À l'époque, la possibilité que le B-2 soit utilisé pour frapper des cibles en Asie de l'Est était loin d'être impensable, l'administration de Bill Clinton ayant moins de cinq ans d'avance. viens très près à autoriser des frappes aériennes à grande échelle contre la Corée du Nord, alliée de la Chine, menées par des avions furtifs. D'autres plans d'attaque seraient sérieusement envisagés au cours des deux prochaines années et étaient initialement favorisé sous l’administration de George W. Bush. Les B-2 avaient fait leur apparition en 1998 tout premier déploiement avancé à la base aérienne d'Andersen, à Guam, qui était une base principale pour des frappes potentielles contre des cibles dans le Pacifique occidental, l'avion volant près de la péninsule coréenne pendant cette période.
Le B-2 avait été spécialement conçu pour échapper aux nouvelles générations de systèmes de défense aérienne soviétiques et russes, notamment les nouveaux systèmes S-200 et S-300 fournis respectivement à la Corée du Nord et à la Chine. Le bombardier combinait des capacités furtives avancées avec des capacités de ciblage de précision révolutionnaires, notamment en utilisant la nouvelle bombe JDAM dont les capacités ont été démontrées contre l'ambassade. Le B-2 combinait furtivité et précision avec une charge utile d'armes massive de 18 000 kilogrammes, permettant à chaque avion de déployer 16 JDAM contre 16 cibles distinctes par sortie.
Ces caractéristiques ont révolutionné les capacités offensives américaines et ont permis à sa flotte composée de seulement 21 bombardiers de détruire un ensemble de cibles qui auraient auparavant nécessité des flottes entières et un renforcement militaire majeur. Le fait que le B-2 pouvait le faire depuis un continent éloigné, ce qui contribuait à l'absence d'avertissement à l'approche, était véritablement bouleversant et le rendait bien plus difficile de se défendre.

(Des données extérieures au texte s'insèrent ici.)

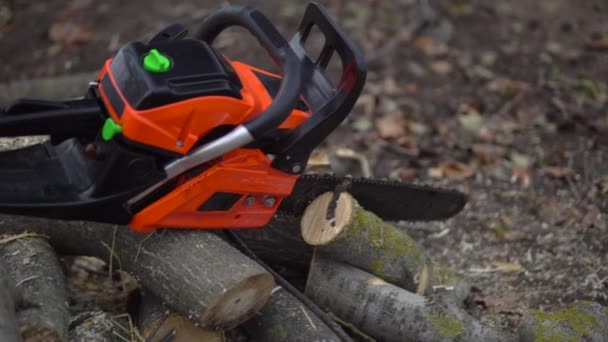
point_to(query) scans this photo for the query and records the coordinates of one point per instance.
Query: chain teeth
(391, 200)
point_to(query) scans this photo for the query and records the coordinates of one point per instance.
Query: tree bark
(8, 321)
(280, 245)
(340, 227)
(285, 318)
(42, 294)
(195, 271)
(387, 312)
(156, 322)
(53, 88)
(580, 321)
(96, 326)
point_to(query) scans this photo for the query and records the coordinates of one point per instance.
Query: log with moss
(280, 245)
(41, 288)
(387, 312)
(158, 323)
(581, 321)
(285, 318)
(8, 321)
(94, 326)
(195, 271)
(338, 226)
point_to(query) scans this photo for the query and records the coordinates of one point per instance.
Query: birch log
(195, 271)
(8, 321)
(341, 228)
(42, 294)
(387, 312)
(285, 318)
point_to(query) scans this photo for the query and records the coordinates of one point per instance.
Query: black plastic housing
(196, 70)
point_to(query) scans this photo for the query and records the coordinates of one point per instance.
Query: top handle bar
(278, 49)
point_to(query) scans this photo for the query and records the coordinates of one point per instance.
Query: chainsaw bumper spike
(173, 134)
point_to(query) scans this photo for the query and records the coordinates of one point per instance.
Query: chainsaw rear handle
(278, 49)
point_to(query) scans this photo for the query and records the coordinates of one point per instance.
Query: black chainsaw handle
(279, 50)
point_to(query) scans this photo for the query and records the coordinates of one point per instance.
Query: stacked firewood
(343, 264)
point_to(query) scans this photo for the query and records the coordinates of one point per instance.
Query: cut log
(280, 245)
(156, 323)
(285, 318)
(195, 271)
(8, 322)
(42, 294)
(96, 326)
(387, 312)
(581, 321)
(340, 227)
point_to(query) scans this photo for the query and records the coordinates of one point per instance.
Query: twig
(308, 317)
(12, 238)
(351, 327)
(26, 280)
(290, 288)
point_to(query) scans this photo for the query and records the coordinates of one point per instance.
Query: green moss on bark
(573, 318)
(446, 324)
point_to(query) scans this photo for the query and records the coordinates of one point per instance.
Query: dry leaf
(521, 175)
(390, 86)
(599, 42)
(67, 32)
(470, 119)
(558, 172)
(391, 126)
(403, 174)
(452, 169)
(507, 86)
(411, 88)
(367, 102)
(440, 68)
(487, 153)
(507, 267)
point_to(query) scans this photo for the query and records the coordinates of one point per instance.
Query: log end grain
(320, 227)
(240, 302)
(181, 328)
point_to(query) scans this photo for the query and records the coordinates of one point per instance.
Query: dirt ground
(505, 100)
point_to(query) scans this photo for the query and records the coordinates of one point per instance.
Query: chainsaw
(173, 134)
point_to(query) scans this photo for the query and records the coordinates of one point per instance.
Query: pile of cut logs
(359, 271)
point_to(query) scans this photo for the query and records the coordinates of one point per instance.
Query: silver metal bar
(236, 138)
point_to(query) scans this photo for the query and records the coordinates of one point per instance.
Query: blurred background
(506, 100)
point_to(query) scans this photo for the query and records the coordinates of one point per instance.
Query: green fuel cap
(156, 62)
(110, 129)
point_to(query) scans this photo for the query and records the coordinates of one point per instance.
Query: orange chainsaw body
(247, 189)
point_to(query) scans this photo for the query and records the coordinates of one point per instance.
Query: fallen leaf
(554, 212)
(520, 160)
(69, 33)
(471, 120)
(389, 85)
(597, 42)
(521, 175)
(440, 68)
(403, 174)
(452, 169)
(558, 172)
(408, 143)
(362, 125)
(485, 134)
(367, 102)
(507, 267)
(507, 87)
(391, 126)
(487, 154)
(411, 88)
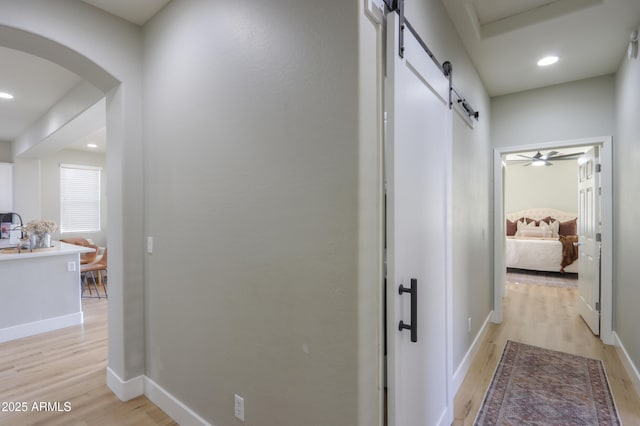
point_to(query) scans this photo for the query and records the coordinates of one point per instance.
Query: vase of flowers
(40, 232)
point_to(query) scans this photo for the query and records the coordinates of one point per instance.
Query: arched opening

La campagne aérienne de l'OTAN contre la Yougoslavie a eu lieu plus tard reconnu même par les partisans occidentaux, c'était illégal, et c'était ardemment opposé dès le début par la Chine, l’Inde, la Russie et plusieurs autres États non occidentaux. L’attaque contre l’ambassade de Chine, qui possédait à l’époque le plus grand budget économique et de défense parmi les États en dehors de la sphère d’influence occidentale, a montré la capacité sans précédent des États-Unis à agir en toute impunité. Alors que le B-2 a été développé avec pour mission principale de attaquer des cibles en Union soviétique, une opération visant à bombarder une ambassade soviétique, ou à bombarder la Yougoslavie à quelque titre que ce soit, aurait été considérée comme impensable dix ans auparavant.
On pourrait donc considérer que cette frappe symbolisait l’apogée du moment unipolaire de l’après-guerre froide. L'opération de la CIA a mis en évidence le profond changement dans l'ordre mondial et l'équilibre des pouvoirs qui s'est produit, obligeant les cibles potentielles d'attaques futures – notamment la Chine, la Russie, la Corée du Nord et d'autres – à adopter un large éventail de réponses principalement axées sur l'amélioration de leur situation. défense aérienne et grève de représailles capacités.